77th Annual Meeting of the Division of Fluid Dynamics
Sunday–Tuesday, November 24–26, 2024;
Salt Lake City, Utah
Session J01: General Biofluid Mechanics II: Cell and Subcellular
5:50 PM–6:55 PM,
Sunday, November 24, 2024
Room: Ballroom A
Chair: Jin Liu, Washington State University
Abstract: J01.00002 : Modeling the Nucleoid and Cytoplasm Organization Inside a Minimal Synthetic Cell
6:03 PM–6:16 PM
Abstract
Presenter:
Gesse Arantes Roure
(University of Missouri)
Authors:
Gesse Arantes Roure
(University of Missouri)
Vishal Sankar Sivasankar
(University of Missouri)
Roseanna N Zia
(University of Missouri)
The spatial arrangement of genetic material within cells can affect key processes such as transcription and translation. In bacteria such as E. coli, this genetic material is unbound but condensed into a nucleoid. This compact nucleoid partitions the cell into a porous region within, where transcription takes place, and a surrounding cytoplasm of mobile biomolecules where most of mRNA translation takes place at ribosomes. In a recent work, we observed that the E. coli nucleoid expands and contracts, changing its density and thus regulating protein expression by physical and electrostatic segregation of biomolecules in or out of the nucleoid.

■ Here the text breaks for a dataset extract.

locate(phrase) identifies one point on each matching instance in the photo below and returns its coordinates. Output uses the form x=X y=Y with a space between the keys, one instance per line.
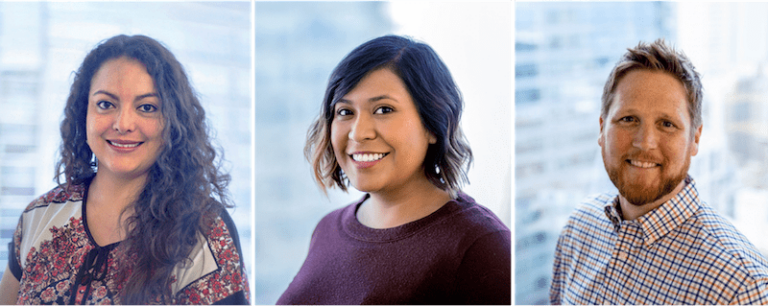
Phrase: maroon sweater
x=460 y=254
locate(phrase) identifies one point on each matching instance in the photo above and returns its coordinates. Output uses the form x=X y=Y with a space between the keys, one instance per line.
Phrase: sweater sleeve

The compaction of the nucleoid is often attributed to a combined action of nucleoid-associated proteins (NAPs) and osmotic pressure from cytoplasmic biomolecules. In contrast to E. coli, some bacteria, such as many types of Mycoplasma species, possess a cell-spanning nucleoid. A notable example is the JCVI Syn3A synthetic cell, which is a model bacterium comprising the smallest known genome capable of life. In this work, we develop a colloidal-scale, coarse-grained model of the JCVI Syn3A minimal cell that captures the essential physics of DNA, native proteins, and ribosomes. Our model consists of a spherical enclosure, implicitly modeled cytosol, thousands of explicitly resolved biomolecules, and the chromosome, which is modeled as a semi-flexible bead chain. Through Monte Carlo simulations and Brownian Dynamics, we investigate the effects of DNA stiffness, native protein concentration, and charge distribution on nucleoid and cytoplasm organization. The effect of DNA-bending HU proteins is modeled as a random distribution of bending defects across the genome. The porous structure of the nucleoid is characterized by a Voronoi analysis, which suggests that a compact nucleoid exhibits a heterogeneous pore-size distribution that results in the separation and entrapment of larger particles. We find that an increased concentration of HU proteins may compact the chromosome and push ribosomes out into the surrounding cytoplasm, and that changes in crowder concentration and charge distribution can alter this effect. We propose how this may be connected to the experimental observation of a cell-spanning Syn3A nucleoid.